EU und EFTA buhlen um Verbraucher im Mercosur

Am 28. Juni einigten sich die Staaten des Mercosur mit der EU über ein Freihandelsabkommen. Am 23. August konnte die EFTA ihre Verhandlungen erfolgreich abschließen. Allerdings sind beide Verträge noch nicht in trockenen Tüchern.

Beitrag: Arne Mielken.

Nach zwanzig Jahren Verhandlungen mit Unterbrüchen erfolgte am 28. Juni 2019 endlich eine Einigung über ein Freihandelsabkommen (kurz FHA, „Agreement in Principle“) zwischen der Europäischen Union (EU) und den Mercosur-Ländern (Argentinien, Brasilien, Paraguay und Uruguay). Am 12. Juli hat die Europäische Kommission einen Teil des vorläufigen Vertragstextes (Handelsteil) veröffentlicht. Dieser unterliegt aber noch einer juristischen Prüfung („legal scrubbing“) und kann sich daher noch leicht ändern. Die Zollabbaupläne der EU und des Mercosur wurden noch nicht publiziert.

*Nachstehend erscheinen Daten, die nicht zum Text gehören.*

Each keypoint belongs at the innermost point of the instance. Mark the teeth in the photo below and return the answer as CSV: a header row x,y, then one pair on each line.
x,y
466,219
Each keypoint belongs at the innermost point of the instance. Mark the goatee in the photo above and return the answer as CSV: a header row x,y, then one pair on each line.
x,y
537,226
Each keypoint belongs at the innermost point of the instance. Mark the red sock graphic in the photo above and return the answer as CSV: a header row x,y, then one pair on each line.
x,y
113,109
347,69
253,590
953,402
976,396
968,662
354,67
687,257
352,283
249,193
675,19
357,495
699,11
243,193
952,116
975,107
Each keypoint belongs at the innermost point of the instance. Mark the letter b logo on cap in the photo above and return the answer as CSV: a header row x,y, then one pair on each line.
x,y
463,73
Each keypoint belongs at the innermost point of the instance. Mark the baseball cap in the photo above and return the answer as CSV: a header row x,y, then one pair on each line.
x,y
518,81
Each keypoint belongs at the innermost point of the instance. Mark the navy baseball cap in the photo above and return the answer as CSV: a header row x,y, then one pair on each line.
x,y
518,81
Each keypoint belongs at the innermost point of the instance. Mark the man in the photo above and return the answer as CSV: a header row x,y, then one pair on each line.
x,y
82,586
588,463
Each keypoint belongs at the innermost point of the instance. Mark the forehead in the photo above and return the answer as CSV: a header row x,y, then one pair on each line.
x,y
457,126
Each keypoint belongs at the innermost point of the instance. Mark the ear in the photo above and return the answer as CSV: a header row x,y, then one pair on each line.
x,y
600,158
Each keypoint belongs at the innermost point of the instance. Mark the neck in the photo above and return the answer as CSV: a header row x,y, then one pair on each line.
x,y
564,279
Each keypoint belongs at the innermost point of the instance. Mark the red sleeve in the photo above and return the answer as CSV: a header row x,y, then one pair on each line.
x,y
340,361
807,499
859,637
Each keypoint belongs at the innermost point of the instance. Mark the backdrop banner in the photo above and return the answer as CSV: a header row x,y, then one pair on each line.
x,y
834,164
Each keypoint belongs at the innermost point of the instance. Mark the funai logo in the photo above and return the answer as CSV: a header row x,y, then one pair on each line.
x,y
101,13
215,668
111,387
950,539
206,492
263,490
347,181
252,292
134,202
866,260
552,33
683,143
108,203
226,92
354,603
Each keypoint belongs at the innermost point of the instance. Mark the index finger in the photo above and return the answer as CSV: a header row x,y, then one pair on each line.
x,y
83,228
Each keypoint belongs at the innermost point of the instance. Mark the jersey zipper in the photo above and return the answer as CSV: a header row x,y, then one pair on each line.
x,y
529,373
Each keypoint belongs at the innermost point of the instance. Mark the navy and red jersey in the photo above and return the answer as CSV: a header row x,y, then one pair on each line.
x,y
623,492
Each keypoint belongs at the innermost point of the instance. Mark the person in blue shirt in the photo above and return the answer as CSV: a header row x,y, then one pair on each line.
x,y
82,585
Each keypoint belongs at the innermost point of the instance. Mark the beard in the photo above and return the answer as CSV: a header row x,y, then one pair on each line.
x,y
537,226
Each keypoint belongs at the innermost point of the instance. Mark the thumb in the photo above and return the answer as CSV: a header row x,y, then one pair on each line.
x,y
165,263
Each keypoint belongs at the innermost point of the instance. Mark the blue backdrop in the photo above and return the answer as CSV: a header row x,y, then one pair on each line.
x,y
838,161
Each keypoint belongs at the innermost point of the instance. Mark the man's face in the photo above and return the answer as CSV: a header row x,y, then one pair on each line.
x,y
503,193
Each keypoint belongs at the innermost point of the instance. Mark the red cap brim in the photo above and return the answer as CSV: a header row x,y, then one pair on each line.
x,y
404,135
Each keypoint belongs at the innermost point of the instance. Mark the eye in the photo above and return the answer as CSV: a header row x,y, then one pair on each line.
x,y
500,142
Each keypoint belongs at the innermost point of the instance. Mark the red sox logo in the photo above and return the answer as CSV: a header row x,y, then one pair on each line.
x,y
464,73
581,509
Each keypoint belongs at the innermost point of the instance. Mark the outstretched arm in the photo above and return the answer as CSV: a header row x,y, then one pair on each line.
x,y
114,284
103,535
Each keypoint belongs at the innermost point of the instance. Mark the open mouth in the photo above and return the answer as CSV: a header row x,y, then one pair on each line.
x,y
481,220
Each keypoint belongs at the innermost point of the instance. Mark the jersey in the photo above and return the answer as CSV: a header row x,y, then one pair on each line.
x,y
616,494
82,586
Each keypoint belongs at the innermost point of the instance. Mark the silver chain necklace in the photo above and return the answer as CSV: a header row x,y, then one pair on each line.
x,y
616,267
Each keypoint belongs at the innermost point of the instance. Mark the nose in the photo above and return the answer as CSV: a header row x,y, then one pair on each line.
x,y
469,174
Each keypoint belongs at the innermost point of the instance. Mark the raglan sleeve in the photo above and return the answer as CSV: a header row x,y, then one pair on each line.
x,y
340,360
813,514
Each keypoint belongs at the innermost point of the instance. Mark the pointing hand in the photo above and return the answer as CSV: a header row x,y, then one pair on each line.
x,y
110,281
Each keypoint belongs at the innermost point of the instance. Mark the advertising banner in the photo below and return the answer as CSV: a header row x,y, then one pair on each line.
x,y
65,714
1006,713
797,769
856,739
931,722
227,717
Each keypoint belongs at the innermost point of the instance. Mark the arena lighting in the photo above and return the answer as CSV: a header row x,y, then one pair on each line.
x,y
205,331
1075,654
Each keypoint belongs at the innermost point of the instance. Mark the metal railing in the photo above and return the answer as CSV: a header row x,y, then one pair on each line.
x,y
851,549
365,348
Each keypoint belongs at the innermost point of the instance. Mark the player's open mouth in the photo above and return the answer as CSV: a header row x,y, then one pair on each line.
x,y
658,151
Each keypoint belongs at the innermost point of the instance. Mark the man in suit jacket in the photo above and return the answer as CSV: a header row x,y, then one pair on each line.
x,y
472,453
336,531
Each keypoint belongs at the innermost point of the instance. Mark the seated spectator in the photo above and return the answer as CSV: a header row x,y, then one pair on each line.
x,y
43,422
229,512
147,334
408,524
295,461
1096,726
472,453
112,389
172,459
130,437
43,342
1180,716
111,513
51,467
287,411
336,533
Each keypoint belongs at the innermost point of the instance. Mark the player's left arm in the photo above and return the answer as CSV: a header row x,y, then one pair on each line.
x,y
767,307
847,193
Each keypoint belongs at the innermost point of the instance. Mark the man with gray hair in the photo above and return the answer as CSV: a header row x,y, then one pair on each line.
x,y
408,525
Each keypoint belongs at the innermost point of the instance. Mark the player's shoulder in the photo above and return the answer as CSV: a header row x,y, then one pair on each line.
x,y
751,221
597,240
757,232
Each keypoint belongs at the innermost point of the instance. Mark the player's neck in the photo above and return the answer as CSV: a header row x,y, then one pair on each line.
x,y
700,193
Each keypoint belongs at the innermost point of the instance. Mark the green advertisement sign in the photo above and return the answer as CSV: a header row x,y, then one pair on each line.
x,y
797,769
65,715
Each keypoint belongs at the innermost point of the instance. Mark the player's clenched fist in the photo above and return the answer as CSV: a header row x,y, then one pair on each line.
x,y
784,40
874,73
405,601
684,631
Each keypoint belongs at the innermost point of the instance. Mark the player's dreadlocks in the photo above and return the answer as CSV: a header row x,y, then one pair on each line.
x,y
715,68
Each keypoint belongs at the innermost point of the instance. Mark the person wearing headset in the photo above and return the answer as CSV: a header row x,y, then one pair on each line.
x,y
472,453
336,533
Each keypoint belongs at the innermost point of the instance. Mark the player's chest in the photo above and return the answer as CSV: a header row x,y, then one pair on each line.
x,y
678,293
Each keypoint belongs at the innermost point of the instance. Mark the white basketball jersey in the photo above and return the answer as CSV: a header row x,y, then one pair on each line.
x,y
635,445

Das FHA ist analog den neuen Abkommen mit Kanada und Japan breit und umfassend angelegt. Es deckt nicht nur tarifäre Fragen (Zoll, Exportsubventionen), sondern auch Regelungen zu Dienstleistungen und anderen handelsrelevanten Aspekten wie Investitionen, Gründung von Niederlassungen, Zugang zu öffentlichen Ausschreibungen, Arbeitnehmerrechte und Wettbewerbsfragen ab.

Ein wichtiger Teil ist der Abbau nicht-tarifärer Handelsschranken, insbesondere unterschiedlicher technischer Normen und Vorschriften.  Derzeit erheben die Länder des Mercosur relativ hohe Zollabgaben, die für Kraftfahrzeuge, Textilien, Bekleidung, Schuhe, Spirituosen und Softdrinks bei bis zu 35 % liegen, für Wein bei 27%, für Kraftfahrzeugteile, Chemikalien und Kekse bei bis zu 18 %, für Maschinen bei 14 – 20 % und für Arzneimittel bei bis zu 14 %.  Mit dem Abkommen sollen Zölle auf 91 % der EU-Exporte nach und nach reduziert oder ganz beseitigt werden. Die EU-Einfuhrzölle auf 92 % der Mercosur-Waren sollen ebenfalls gesenkt oder abgeschafft werden.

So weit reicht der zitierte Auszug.